DHS completes maritime recovery contingency plan
The Department of Homeland Security on Friday released its Maritime Infrastructure Recovery Plan, one of eight plans that lay out the government’s maritime security strategy.
DHS delayed issuing the contingency plan for restoring cargo and passenger vessel operations in the event of a terrorist attack in order to factor in lessons learned from the response to Hurricane Katrina last summer.
The other plans involving maritime commerce, transportation systems, domestic and international outreach, domain awareness, intelligence integration and threat response were completed last year.
The recovery plan is focused on restarting containerized cargo operations to limit the damage to the U.S. economy in the event of a security incident or natural disaster affecting maritime transportation. DHS is in charge of coordinating a national response to determine when it is safe and in what order to reopen ports, redirect cargo and release it at other ports that were not the target of an attack or disruptive incident.
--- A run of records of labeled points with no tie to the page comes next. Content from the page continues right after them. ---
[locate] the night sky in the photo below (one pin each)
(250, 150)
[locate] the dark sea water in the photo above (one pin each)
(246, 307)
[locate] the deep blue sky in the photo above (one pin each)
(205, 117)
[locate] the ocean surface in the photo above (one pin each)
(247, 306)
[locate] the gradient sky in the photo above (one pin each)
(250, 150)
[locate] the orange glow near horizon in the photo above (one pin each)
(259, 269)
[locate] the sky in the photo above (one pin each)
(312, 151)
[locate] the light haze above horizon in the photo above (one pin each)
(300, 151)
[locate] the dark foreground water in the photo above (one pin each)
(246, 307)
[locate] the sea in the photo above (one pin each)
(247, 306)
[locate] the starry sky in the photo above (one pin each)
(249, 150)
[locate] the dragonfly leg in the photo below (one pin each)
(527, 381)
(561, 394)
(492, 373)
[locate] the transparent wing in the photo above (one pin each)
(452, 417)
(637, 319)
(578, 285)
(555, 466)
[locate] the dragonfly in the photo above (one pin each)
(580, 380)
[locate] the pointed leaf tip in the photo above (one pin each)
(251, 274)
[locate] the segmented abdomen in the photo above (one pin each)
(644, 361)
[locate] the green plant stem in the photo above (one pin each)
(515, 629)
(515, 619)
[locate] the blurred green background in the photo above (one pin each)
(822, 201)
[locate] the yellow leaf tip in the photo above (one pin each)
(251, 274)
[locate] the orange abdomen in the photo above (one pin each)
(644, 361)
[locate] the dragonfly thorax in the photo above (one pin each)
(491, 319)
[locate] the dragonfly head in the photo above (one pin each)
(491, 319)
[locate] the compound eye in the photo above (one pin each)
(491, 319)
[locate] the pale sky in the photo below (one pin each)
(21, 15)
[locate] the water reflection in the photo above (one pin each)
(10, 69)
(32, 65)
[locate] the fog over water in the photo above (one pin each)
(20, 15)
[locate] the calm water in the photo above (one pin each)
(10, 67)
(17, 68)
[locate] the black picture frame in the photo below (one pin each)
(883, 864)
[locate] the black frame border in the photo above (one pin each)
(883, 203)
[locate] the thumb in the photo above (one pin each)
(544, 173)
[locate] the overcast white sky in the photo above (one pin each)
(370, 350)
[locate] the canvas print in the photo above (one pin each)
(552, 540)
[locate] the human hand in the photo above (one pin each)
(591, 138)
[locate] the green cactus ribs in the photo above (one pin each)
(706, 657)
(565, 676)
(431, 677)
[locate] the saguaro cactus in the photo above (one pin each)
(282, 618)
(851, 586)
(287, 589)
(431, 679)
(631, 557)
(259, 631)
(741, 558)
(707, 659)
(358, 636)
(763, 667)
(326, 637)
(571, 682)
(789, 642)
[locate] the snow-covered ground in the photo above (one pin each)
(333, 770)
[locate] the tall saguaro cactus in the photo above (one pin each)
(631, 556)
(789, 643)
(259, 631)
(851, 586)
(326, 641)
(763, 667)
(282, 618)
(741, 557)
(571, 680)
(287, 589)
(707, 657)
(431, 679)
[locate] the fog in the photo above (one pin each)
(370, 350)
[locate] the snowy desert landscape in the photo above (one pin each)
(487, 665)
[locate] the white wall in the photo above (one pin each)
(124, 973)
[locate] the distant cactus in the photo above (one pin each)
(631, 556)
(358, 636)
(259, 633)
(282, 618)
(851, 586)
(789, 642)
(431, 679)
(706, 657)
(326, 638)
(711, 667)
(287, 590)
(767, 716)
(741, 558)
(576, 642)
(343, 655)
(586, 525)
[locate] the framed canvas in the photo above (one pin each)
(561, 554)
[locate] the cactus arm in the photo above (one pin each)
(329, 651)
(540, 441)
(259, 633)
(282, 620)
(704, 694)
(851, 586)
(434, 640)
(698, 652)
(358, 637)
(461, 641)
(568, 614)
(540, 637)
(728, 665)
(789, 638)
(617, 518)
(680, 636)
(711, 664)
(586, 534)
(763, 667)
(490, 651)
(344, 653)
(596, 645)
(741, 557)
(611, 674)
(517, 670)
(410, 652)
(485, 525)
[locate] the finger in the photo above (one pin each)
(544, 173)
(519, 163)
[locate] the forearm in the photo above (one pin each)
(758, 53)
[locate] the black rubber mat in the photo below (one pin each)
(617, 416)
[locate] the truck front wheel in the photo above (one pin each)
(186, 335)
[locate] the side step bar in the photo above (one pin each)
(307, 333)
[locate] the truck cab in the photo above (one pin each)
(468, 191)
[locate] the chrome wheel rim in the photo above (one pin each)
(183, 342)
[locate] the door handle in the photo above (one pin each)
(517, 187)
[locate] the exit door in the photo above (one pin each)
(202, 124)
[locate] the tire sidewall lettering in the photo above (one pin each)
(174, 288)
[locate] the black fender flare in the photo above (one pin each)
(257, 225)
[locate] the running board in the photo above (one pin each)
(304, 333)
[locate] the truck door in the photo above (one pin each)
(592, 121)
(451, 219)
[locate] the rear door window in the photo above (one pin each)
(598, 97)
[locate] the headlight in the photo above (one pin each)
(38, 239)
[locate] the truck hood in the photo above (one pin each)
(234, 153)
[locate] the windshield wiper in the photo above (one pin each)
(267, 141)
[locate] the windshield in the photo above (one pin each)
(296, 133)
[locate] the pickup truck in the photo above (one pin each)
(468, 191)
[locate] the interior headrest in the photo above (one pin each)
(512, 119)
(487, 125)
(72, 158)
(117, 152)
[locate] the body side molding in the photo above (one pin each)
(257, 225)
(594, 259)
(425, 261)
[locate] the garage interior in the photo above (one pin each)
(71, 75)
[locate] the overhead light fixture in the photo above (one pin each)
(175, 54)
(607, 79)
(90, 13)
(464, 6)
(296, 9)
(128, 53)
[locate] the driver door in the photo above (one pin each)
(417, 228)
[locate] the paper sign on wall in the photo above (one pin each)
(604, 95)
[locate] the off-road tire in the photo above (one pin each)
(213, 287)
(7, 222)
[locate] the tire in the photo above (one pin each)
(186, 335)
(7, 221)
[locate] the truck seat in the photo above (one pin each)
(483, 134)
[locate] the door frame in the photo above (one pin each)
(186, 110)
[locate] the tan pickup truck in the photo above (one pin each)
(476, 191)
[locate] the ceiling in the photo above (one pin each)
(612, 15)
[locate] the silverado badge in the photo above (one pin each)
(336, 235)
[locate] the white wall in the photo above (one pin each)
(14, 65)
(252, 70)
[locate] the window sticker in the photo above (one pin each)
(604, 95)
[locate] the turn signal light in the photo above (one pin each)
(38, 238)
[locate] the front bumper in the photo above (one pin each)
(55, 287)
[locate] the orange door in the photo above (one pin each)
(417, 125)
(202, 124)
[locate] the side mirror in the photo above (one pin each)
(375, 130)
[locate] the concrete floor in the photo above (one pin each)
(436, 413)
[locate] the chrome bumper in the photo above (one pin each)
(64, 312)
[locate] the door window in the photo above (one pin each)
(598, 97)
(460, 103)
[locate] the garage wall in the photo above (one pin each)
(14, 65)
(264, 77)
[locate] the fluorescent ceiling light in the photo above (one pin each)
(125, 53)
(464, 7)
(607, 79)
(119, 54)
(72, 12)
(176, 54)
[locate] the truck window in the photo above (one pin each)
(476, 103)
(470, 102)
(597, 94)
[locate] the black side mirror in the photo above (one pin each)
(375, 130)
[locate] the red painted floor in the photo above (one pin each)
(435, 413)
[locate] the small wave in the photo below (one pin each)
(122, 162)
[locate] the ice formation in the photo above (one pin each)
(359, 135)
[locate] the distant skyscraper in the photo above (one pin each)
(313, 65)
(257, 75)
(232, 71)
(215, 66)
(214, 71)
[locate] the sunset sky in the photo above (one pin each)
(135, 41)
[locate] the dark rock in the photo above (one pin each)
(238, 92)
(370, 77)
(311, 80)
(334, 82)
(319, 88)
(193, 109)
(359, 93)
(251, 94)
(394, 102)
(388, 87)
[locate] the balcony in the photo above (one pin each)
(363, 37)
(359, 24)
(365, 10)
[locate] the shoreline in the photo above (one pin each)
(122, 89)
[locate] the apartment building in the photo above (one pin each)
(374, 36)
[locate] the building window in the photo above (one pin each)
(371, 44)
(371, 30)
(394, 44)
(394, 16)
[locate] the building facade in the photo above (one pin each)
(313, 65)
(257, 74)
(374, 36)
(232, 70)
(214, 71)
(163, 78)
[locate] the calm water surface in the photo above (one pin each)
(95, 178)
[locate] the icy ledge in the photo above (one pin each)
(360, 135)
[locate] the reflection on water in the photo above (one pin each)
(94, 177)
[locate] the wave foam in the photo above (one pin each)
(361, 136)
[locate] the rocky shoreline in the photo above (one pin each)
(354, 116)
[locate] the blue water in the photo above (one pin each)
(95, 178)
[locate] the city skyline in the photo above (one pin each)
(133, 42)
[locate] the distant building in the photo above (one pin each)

The strategy is designed to prevent the need for an automatic, wholesale shut down of maritime activity due to an incident in one port that could have a ripple effect across the economy. Decisions on restarting commerce will be based on risk-management principles and intelligence, the report said. The private sector is encouraged to develop plans for continuity of operations.
DHS said it plans to develop a system for determining reserve capacity at foreign and domestic ports that would help determine where to reroute containers away from a disaster zone. Another priority is to develop Web-based and other methods to quickly communicate and share information with the maritime industry.
DHS said it will periodically conduct tabletop and field exercises to assess the plan’s effectiveness and the industry’s ability to plan for, respond to, and recover from an incident.